Vita and the Woolf: « Anna Ohio »

Originaire de Philadelphie mais transplantée à L.A. , Vita and the Woolf, alias Jen Pague et al plus ont fait de gros efforts pour leur troisième album, Anna Ohio. Il marque, en effet, une évolution continue qui a commencé en 2014 avec la démo de Fang Song, et sa pléthore de guitares, et celle-ci continué à se développer surTunnels qui date de 2017. Pour Anna Ohio il semble que Vita and the Woolf aient pleinement adopté leurs tendances pop avec des accroches fortes et une production élaborée. Pague s’est approprié le personnage de la fictive Anna Ohio et en a conclu qu’un « examen onirique de la vie sous le capitalisme tardif (« Home », « Auntie Anne’s Waitress ») et le désir d’évasion (« Operator ») sont en quelque sorte plus réels que la réalité ».

Sur « Mess Up », le premier « single » de l’album, ils mettent tout en œuvre pour la production du morceau et d’une vidéo montrant une actrice trébuchant et dansant dans un petit appartement enfumé. Ce titre est gigantesque. La production est entièrement consacrée à la pop d’Hollywood et de la côte ouest. On ne sera pas surpris d’y entendre ce titre absolument partout en quelques mois.
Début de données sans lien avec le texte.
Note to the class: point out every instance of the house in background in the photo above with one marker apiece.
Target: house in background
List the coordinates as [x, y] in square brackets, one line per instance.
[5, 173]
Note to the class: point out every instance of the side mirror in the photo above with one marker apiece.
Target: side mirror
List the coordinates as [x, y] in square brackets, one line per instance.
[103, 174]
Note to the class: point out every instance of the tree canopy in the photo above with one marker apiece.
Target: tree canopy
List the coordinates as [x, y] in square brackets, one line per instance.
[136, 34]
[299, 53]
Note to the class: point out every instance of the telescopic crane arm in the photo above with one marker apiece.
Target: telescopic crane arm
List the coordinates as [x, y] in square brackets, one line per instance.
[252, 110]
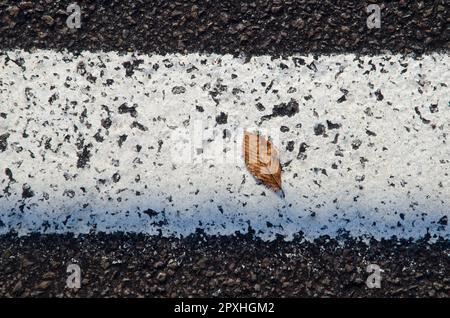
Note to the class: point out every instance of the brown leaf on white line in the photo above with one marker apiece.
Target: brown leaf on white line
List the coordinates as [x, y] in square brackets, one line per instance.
[261, 159]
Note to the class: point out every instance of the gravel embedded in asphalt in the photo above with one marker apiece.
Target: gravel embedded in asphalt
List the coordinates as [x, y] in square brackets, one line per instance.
[227, 266]
[270, 27]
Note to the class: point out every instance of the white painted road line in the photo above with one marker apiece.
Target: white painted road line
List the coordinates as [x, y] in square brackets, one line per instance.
[120, 143]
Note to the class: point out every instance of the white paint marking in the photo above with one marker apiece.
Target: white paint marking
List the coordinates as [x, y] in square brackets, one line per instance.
[386, 174]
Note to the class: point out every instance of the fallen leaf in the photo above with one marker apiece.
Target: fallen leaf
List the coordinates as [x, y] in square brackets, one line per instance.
[261, 159]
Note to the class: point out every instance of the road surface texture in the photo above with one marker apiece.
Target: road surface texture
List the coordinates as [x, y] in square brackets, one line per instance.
[133, 123]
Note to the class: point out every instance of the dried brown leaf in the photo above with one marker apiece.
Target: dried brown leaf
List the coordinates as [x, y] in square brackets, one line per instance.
[261, 159]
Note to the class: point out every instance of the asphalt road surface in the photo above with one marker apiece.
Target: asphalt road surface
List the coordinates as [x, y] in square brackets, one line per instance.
[132, 123]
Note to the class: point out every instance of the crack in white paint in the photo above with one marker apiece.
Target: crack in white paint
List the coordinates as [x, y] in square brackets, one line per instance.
[367, 152]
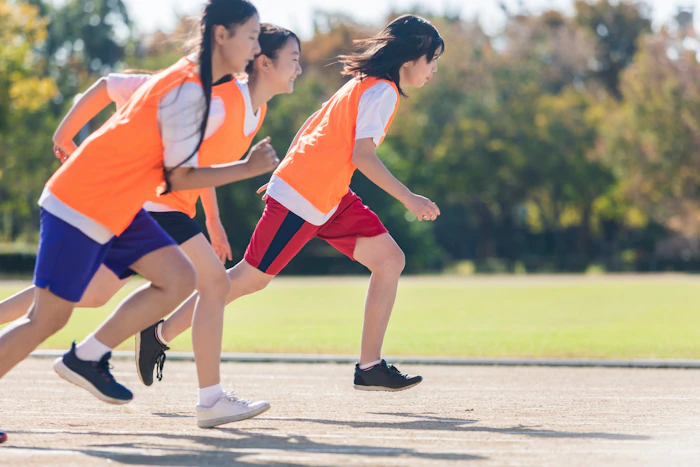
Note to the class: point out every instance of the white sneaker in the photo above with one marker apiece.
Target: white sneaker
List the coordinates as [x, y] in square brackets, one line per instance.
[229, 409]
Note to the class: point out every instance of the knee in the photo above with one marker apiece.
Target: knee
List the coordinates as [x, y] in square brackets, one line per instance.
[181, 281]
[96, 300]
[391, 262]
[217, 285]
[48, 324]
[250, 286]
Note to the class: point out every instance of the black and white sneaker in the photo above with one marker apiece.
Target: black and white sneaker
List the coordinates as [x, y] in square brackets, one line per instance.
[384, 377]
[92, 376]
[150, 354]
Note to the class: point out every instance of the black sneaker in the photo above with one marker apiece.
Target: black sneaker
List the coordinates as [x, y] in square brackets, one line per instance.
[150, 354]
[384, 377]
[92, 376]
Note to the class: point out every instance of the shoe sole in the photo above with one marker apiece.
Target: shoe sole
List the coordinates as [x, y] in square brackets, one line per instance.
[224, 420]
[138, 360]
[360, 387]
[72, 377]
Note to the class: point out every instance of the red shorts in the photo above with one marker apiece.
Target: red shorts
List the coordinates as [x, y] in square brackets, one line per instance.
[281, 234]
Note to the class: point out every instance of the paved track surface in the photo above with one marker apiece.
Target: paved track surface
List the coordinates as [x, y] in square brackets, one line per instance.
[478, 416]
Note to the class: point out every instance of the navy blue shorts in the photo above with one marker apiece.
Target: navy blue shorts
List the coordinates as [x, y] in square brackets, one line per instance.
[178, 225]
[68, 259]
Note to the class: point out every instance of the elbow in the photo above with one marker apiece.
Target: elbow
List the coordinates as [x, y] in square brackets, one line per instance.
[177, 179]
[357, 158]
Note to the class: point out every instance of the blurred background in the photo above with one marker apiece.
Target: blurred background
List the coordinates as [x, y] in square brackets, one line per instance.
[558, 136]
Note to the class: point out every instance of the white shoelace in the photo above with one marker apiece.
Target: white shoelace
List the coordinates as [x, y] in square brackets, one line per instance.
[231, 397]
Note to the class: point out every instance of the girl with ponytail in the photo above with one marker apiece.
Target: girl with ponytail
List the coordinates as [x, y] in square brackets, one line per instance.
[92, 208]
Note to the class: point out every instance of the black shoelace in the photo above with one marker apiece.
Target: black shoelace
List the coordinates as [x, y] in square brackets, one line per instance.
[393, 371]
[160, 362]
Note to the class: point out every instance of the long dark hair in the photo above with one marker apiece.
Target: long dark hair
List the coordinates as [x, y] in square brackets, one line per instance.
[272, 39]
[406, 39]
[227, 13]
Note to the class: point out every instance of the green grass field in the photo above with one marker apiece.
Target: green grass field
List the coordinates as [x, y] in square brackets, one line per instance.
[625, 317]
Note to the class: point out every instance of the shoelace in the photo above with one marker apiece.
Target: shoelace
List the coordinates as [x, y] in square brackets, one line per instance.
[103, 366]
[231, 397]
[160, 362]
[395, 371]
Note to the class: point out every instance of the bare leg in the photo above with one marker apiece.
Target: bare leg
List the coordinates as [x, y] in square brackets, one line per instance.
[208, 320]
[384, 258]
[172, 280]
[48, 315]
[245, 280]
[102, 287]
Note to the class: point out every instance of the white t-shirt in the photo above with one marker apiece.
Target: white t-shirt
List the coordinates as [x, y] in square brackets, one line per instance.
[179, 117]
[375, 108]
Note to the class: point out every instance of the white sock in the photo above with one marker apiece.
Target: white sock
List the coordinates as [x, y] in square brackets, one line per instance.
[159, 334]
[209, 395]
[91, 349]
[367, 366]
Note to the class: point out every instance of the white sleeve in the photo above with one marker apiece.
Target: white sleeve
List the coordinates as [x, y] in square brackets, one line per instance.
[376, 107]
[180, 115]
[121, 86]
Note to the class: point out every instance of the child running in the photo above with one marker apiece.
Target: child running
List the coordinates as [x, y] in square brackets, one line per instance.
[309, 195]
[92, 207]
[273, 72]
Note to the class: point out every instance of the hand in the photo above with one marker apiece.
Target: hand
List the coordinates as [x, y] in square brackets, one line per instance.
[261, 189]
[422, 207]
[262, 158]
[219, 240]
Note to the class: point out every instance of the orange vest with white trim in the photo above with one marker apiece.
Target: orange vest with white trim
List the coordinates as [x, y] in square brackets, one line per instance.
[119, 167]
[228, 144]
[320, 166]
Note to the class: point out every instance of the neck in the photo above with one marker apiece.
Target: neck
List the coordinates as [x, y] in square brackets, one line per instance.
[259, 93]
[217, 71]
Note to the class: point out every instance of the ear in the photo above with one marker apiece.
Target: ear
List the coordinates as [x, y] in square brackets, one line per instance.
[219, 34]
[265, 62]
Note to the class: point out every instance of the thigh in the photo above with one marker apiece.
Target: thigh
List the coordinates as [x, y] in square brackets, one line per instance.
[278, 237]
[67, 259]
[143, 237]
[165, 266]
[208, 266]
[380, 252]
[352, 221]
[103, 286]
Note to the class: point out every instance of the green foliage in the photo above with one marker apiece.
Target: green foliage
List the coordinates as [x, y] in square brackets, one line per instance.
[560, 143]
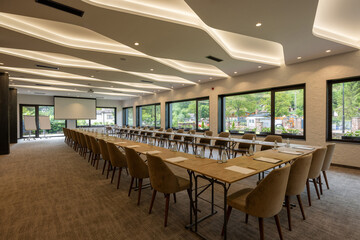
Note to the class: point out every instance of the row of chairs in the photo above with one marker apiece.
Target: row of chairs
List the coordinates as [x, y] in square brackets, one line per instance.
[266, 200]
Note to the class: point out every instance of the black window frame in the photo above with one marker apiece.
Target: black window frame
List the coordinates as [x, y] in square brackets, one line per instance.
[168, 112]
[125, 116]
[221, 107]
[139, 114]
[89, 125]
[329, 109]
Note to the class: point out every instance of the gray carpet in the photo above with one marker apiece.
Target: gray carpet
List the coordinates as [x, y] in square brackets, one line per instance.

Le deuxième « single », « Operator », possède un rythme lent et agréable, et est accompagné de joyaux lyriques tels que  » »ous avez une machine à remonter le temps dans la cave et la seule fois où nous pouvons la faire fonctionner, c’est quand nous sommes saouls et défoncés dans la cave quand nos corps sont froids » (ou have a time machine in the basement and the only time we get to operate it is when we’re drunk and stoned in the basement when our bodies are cold) et la vidéo y montre Pague et un ami errant dans le désert en combinaison d’astronaute. 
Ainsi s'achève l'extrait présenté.